Zwar kann sich nach der Rechtsprechung des Bundesgerichtshofs die Nichtigkeit eines Beschlusses daraus ergeben, dass er in den Kernbereich des Wohnungseigentums eingreift, wozu u.a. unentziehbare und unverzichtbare Individualrechte gehören.
Diese Rechtsprechung betrifft aber den Inhalt von Beschlüssen, während es hier um das Zustandekommen der Beschlüsse geht. Bei der Beschlussfassung ist das Teilnahme- und Mitwirkungsrecht der Wohnungseigentümer verzichtbar.
Die in § 24 WEG für die Einberufung einer Eigentümerversammlung enthaltenen Formvorschriften gehören nicht zu den zwingenden Bestimmungen und Grundsätzen des Wohnungseigentumsgesetzes, weil sie dispositiv sind und durch Vereinbarungen abgeändert werden können.
Die Nichteinladung einzelner Wohnungseigentümer führt deshalb nach der Rechtsprechung des Bundesgerichtshofs regelmäßig nur zur Anfechtbarkeit der in der Versammlung gefassten Beschlüsse.
Ob eine Nichtigkeit dann in Betracht kommen könnte, wenn unter normalen Umständen allen Wohnungseigentümern die persönliche Teilnahme an der Versammlung verweigert wird, hat der Bundesgerichtshof dahinstehen lassen.
Jedenfalls während der Corona-Pandemie begangene Rechtsverstöße dieser Art führen schon deshalb nicht zur Nichtigkeit der Beschlüsse, weil die Abhaltung einer „echten“ Eigentümerversammlung unter Einhaltung der §§ 23, 24 WEG zum maßgeblichen Zeitpunkt unmöglich war.
Während der Corona-Pandemie befand sich der Verwalter in einer unauflöslichen Konfliktsituation.
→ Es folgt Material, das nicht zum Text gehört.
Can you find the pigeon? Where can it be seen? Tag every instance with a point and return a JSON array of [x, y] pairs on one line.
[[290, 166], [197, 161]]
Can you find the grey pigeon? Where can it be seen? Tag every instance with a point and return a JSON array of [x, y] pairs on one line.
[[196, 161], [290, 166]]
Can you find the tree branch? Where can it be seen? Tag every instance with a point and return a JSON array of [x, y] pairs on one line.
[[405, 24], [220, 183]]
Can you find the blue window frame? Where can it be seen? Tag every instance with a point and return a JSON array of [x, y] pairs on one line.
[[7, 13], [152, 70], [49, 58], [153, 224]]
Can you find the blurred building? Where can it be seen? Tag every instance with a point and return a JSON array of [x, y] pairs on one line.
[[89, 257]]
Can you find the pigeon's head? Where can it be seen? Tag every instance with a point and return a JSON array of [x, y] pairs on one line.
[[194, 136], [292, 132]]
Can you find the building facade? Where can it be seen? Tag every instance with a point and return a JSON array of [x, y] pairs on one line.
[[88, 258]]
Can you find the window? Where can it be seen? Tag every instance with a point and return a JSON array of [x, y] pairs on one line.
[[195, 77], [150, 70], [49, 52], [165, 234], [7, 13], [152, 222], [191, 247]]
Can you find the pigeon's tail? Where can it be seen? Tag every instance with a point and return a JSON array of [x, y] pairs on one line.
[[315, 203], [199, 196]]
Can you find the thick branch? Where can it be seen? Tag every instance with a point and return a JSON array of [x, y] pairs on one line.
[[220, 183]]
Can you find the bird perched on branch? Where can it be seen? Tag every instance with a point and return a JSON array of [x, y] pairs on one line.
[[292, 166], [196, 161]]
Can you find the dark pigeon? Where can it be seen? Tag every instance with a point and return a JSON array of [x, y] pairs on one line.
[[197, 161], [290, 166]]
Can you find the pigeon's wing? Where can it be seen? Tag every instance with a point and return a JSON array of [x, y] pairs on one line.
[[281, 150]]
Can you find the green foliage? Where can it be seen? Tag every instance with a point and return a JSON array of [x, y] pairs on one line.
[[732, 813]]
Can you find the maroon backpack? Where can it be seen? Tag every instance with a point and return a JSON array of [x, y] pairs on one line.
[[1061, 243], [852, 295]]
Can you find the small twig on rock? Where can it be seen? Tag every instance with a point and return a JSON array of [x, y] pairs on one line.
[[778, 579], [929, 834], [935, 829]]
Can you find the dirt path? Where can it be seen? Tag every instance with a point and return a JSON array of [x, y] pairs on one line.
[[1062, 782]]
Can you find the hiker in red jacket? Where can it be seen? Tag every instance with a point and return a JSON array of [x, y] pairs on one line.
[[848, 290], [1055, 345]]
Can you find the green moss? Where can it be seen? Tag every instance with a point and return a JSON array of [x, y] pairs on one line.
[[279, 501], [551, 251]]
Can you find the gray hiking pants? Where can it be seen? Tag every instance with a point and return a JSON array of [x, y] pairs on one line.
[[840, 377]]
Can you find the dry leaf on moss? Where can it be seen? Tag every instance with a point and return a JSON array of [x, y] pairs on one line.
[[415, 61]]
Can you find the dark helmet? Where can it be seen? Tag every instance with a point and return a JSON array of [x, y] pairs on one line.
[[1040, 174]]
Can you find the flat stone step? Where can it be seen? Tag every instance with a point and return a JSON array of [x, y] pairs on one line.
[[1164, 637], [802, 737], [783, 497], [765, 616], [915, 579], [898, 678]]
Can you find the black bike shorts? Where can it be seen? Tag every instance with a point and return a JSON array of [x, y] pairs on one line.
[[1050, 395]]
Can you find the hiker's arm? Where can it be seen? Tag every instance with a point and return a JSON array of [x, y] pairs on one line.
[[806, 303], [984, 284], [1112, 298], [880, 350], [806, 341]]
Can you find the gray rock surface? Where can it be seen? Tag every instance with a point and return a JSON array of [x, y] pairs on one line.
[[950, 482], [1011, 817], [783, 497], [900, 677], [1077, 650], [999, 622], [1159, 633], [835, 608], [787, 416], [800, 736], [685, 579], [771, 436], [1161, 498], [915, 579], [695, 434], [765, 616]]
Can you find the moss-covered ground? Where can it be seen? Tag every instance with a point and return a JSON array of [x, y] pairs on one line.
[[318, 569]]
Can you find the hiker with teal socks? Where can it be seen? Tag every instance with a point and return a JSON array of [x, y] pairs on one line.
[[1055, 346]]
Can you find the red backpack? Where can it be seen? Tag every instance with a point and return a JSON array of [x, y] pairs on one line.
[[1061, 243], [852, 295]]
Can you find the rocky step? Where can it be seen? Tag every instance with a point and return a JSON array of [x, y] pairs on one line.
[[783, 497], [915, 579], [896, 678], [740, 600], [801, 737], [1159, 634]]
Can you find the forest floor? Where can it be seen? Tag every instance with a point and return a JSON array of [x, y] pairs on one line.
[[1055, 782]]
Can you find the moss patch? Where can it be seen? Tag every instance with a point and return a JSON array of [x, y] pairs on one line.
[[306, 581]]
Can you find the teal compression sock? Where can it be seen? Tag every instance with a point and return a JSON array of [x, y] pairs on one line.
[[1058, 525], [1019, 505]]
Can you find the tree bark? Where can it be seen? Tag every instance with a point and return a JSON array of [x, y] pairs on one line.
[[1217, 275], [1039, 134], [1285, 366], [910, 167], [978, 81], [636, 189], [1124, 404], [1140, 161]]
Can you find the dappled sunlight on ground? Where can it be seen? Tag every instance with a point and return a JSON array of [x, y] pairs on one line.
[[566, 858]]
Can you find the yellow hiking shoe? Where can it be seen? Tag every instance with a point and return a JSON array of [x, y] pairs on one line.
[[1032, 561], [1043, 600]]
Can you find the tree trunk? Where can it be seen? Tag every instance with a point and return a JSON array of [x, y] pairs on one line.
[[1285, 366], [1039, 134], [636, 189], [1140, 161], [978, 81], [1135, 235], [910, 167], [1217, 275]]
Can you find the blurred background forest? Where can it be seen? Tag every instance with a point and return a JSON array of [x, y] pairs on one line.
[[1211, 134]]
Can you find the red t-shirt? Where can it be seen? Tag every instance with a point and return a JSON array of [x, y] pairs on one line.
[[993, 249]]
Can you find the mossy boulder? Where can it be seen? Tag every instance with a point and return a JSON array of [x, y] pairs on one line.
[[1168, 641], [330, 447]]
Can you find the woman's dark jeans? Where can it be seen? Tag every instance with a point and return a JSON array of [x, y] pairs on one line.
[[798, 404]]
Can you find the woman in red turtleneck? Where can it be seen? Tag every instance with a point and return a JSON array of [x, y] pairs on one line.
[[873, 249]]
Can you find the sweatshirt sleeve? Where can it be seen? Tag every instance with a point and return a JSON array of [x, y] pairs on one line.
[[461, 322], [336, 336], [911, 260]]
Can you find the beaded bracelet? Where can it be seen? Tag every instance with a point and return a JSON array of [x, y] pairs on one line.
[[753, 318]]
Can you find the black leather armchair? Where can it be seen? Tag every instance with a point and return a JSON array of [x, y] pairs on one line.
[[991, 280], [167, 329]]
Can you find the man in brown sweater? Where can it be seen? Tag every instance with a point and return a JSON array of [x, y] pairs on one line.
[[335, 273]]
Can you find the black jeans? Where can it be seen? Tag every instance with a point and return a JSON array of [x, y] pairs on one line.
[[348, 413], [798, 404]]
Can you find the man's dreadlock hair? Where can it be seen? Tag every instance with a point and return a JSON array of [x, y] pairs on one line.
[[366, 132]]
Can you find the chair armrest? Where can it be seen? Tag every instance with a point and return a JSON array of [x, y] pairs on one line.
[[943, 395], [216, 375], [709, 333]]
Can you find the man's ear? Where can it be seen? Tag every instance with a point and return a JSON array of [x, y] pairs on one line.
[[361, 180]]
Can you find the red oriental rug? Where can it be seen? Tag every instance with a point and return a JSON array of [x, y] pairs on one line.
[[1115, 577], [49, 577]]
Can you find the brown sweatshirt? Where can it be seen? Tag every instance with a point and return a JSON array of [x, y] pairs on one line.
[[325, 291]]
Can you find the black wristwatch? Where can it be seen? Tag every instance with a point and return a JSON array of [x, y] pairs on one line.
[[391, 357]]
Er stand nämlich vor dem Dilemma, entweder das Wohnungseigentumsrecht oder das Infektionsschutzrecht zu missachten.
Einerseits galten wegen der nur rudimentären Regelungen in § 6 COVMG die wohnungseigentumsrechtlichen Vorgaben für Eigentümerversammlungen fort. Insbesondere musste nach § 24 Abs. 1 WEG mindestens einmal im Jahr eine Versammlung einberufen werden; von dieser Vorgabe waren die Verwalter nicht befreit.
Unabhängig davon konnte es auch während der Corona-Pandemie erforderlich sein, die Eigentümerversammlung mit gemeinschaftlichen Angelegenheiten zu befassen. Andererseits war die Durchführung einer Eigentümerversammlung über einen weiten Zeitraum infektionsschutzrechtlich ausgeschlossen.
Bei Durchführung einer Eigentümersammlung liefen die Verwalter Gefahr, gegen bußgeldbewehrte Corona-Schutzvorschriften zu verstoßen.
In dieser Ausnahmesituation erfolgte die Durchführung einer Vertreterversammlung regelmäßig aus Praktikabilitätserwägungen. Es lag auch im Interesse der Wohnungseigentümer, dass der Verwalter nicht, wie es teilweise gehandhabt wurde, unter Missachtung des Wohnungseigentumsrechts während der Corona-Pandemie gar keine Versammlung abhielt.
Durch eine Vertreterversammlung wurde jedenfalls die Fassung von Beschlüssen ermöglicht, die der gerichtlichen Kontrolle zugeführt werden konnten. Die Eigentümer konnten sich bei der Stimmabgabe durch den Verwalter vertreten lassen und diesem jeweils konkrete Weisungen erteilen, wie er in der Versammlung abstimmen sollte.
Die Frage, ob sich allein daraus, dass die Wohnungseigentümer an der Eigentümerversammlung nur durch Erteilung einer Vollmacht an den Verwalter teilnehmen konnten, ein Beschlussanfechtungsgrund ergibt, bedurfte wegen der versäumten Anfechtungsfrist keiner Entscheidung.